Der Rechtsruck im Osten ist für den Soziologen Matthias Quent ein Fingerzeig für die Landtagswahlen im September in Sachsen, Thüringen und Brandenburg. Es sei von ähnlichen Ergebnissen auszugehen. Den harten Kern der AfD-Wähler werden man „auch durch gute Politik nicht erreichen“. Die neuen Wahlerfolge seien aber nicht mit dem harten Kern zu erklären. Viele Arbeiter und Angestellte fühlten sich nicht repräsentiert von den anderen Parteien und wählten AfD. Noch gebe es aber Handlungsspielräume. Die Mobilisierung anderer Parteien in Thüringen habe etwa dazu geführt, dass die AfD die Landratswahlen verlor. „Es gibt jetzt keinen Grund für Ohnmacht.“ Bei den Landtagswahlen werde auch der Amtsinhaberbonus eine Rolle spielen.

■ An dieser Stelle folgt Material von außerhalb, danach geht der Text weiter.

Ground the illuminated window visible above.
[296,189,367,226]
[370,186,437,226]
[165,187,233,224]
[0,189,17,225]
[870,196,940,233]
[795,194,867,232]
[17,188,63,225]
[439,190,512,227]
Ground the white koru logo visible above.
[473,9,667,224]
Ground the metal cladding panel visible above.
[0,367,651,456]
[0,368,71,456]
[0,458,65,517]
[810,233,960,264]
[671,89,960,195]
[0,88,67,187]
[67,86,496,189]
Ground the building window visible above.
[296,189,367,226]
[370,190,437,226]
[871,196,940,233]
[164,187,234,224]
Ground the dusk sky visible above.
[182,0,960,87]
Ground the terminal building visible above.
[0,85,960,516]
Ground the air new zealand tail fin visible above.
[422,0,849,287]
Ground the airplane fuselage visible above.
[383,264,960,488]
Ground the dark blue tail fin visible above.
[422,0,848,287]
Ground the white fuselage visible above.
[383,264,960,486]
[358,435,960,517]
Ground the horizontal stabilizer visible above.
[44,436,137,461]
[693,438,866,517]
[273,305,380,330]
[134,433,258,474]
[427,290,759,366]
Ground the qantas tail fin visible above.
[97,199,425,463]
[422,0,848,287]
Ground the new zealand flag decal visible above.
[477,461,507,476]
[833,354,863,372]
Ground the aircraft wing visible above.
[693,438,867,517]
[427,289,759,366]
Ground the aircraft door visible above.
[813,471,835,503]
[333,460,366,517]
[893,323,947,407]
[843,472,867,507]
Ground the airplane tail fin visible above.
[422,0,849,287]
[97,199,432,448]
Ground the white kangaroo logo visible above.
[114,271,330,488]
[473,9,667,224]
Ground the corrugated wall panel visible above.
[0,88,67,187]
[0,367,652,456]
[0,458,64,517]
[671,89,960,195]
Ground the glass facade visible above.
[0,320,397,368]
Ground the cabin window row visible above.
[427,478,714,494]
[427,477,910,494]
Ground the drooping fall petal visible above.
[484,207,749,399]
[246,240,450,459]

Bei der AfD wähnt man sich bald am Ziel. Alice Weidel formulierte gestern in Berlin Machtansprüche. „Wenn Sie sich die Ergebnisse in Sachsen anschauen, dann wissen Sie, wer den nächsten Ministerpräsidenten stellt“, sagte sie. „Wir haben den Anspruch zu regieren.“ Tino Chrupalla, mit Weidel Parteichef, sieht seine Partei auch zunehmend koalitionsfähig. „Es wird keine Brandmauern mehr geben, weil diese Brandmauern eingestürzt sind“, sagte Chrupalla im Deutschlandfunk. Ob 2029 oder 2032, irgendwann werde man „auch in Fläche die Hauptverantwortung in Landräten und Bürgermeistern stellen“.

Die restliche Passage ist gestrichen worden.